CONGRESSMAN FRANK PALLONE, JR.
Sixth District of New Jersey
 
  FOR IMMEDIATE RELEASE:

CONTACT: Andrew Souvall 

September 9, 2004

or Jennifer Cannata

                                                                                                                                     (202) 225-4671
 

EPA AGREES TO APPROVE ADDITIONAL FUNDING FOR SUPERFUND SITE IN EDISON IN RESPONSE TO N.J. LAWMAKERS REQUEST

 

Washington, D.C. --- U.S. Senators Jon S. Corzine (D-NJ), Frank R. Lautenberg (D-NJ) and U.S. Rep. Frank Pallone, Jr. (D-NJ) announced that the U.S. Environmental Protection Agency (EPA) has agreed to provide $3.1 million in additional funds to continue cleanup of the Chemical Insecticide Corporation (CIC) Superfund site in Edison. The funds will allow cleanup at the site to continue through the end of September.

The funding comes in response to a letter the three New Jersey lawmakers sent to EPA Administrator Michael O. Leavitt in June, requesting additional funds and voicing concern that cleanup operations at the site had been delayed because of a lack of funding. In response to their request, the lawmakers received a letter from EPA Acting Assistant Administrator Thomas P. Dune approving the additional $3.1 million.
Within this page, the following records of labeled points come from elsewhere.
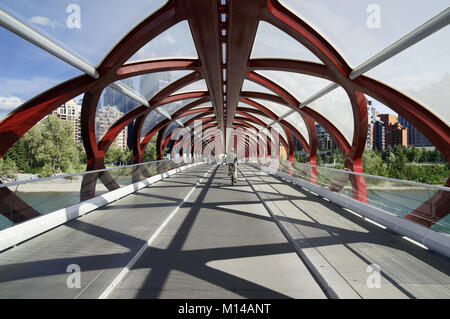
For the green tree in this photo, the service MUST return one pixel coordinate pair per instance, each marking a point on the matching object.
(150, 150)
(58, 149)
(8, 168)
(372, 163)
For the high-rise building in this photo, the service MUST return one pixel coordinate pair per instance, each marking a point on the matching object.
(104, 119)
(379, 135)
(395, 133)
(71, 113)
(152, 83)
(123, 104)
(325, 142)
(415, 137)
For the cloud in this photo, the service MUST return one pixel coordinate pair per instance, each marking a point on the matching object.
(26, 88)
(9, 103)
(45, 22)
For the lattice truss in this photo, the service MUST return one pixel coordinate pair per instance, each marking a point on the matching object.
(231, 85)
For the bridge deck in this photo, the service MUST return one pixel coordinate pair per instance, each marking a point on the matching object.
(221, 243)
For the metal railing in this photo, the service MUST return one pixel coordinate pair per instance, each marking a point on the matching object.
(22, 200)
(418, 202)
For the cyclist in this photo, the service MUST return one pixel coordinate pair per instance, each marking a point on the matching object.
(232, 161)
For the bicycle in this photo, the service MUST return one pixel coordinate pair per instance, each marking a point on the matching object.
(232, 168)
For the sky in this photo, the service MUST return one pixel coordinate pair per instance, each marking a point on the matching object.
(422, 71)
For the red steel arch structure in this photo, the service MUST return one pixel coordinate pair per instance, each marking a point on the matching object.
(224, 33)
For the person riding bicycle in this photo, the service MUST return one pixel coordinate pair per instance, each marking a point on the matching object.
(232, 160)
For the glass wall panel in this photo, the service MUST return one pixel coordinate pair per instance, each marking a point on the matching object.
(299, 85)
(89, 29)
(271, 42)
(422, 72)
(280, 130)
(26, 71)
(174, 124)
(174, 42)
(361, 28)
(335, 106)
(112, 105)
(154, 118)
(297, 121)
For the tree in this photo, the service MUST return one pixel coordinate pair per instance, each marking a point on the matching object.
(7, 168)
(372, 162)
(150, 150)
(58, 149)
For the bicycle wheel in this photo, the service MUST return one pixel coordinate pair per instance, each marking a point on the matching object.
(232, 175)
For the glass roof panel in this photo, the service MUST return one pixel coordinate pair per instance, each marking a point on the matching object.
(242, 104)
(150, 84)
(278, 109)
(111, 106)
(254, 87)
(197, 86)
(264, 119)
(422, 72)
(154, 118)
(361, 28)
(271, 42)
(336, 108)
(88, 29)
(297, 121)
(27, 71)
(174, 42)
(299, 85)
(174, 124)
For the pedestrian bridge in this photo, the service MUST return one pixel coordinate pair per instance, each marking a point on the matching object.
(269, 79)
(193, 235)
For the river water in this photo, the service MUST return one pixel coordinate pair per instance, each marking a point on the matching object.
(399, 202)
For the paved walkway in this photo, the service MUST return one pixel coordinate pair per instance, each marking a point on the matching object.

"I have recently approved an additional $3.1 million for this year and am committed to fully support the site funding needs next year," Dune wrote in his letter to the lawmakers. "These decisions will assure no delay in cleanup activity."

"Because New Jersey has the most Superfund sites of any state in the union, it is absolutely critical that the federal government be a good faith partner in funding the clean-up of these polluted sites," said Senator Corzine.  "While I am pleased we were able to secure this funding for the CIC, we need to fully fund the Superfund program to ensure that other dangerous sites will be cleaned up."

"I appreciate EPA's response to our request for additional funds.  We must continue the vital cleanup of CIC, a highly contaminated Superfund site.  Unfortunately, such responsiveness has become the exception, rather than the rule.  Across the country, Superfund cleanups have been slowed to a crawl, even where human health is imminently endangered by exposure to toxics.  If the administration would stop opposing the reinstatement of the Superfund Trust Fund, other sites desperate for cleanup funds would also receive the help they need," said Senator Lautenberg.

"I'm pleased that the EPA is keeping their promise to the people of Edison and has found the necessary funding to continue cleanup at CIC through the end of the month," Pallone said.  "However, I believe that we must continue to press the Bush Administration to reauthorize the Superfund tax so that dangerous toxic sites, like CIC, are not faced with this constant struggle for funding."

Between 1954 and 1970, CIC polluted the site with arsenic, pesticides, herbicides, and other hazardous substances. To date, approximately 50 percent of the contaminated soil has been removed, but chemical drums and contaminated lagoons remain at the site.

Last year, Pallone introduced legislation in the U.S. House of Representatives reinstating a Superfund tax that would ensure polluters pay for all Superfund cleanups rather than taxpayers. Corzine and Lautenberg are cosponsors of a similar measure in the Senate. The Hazardous Substances Superfund Trust Fund tax, which required chemical corporations to pay a tax used by the federal government to clean up sites, like CIC, where either a responsible polluter could not be determined or had gone bankrupt, was allowed to expire in 1995 when a Republican controlled Congress refused to extend it.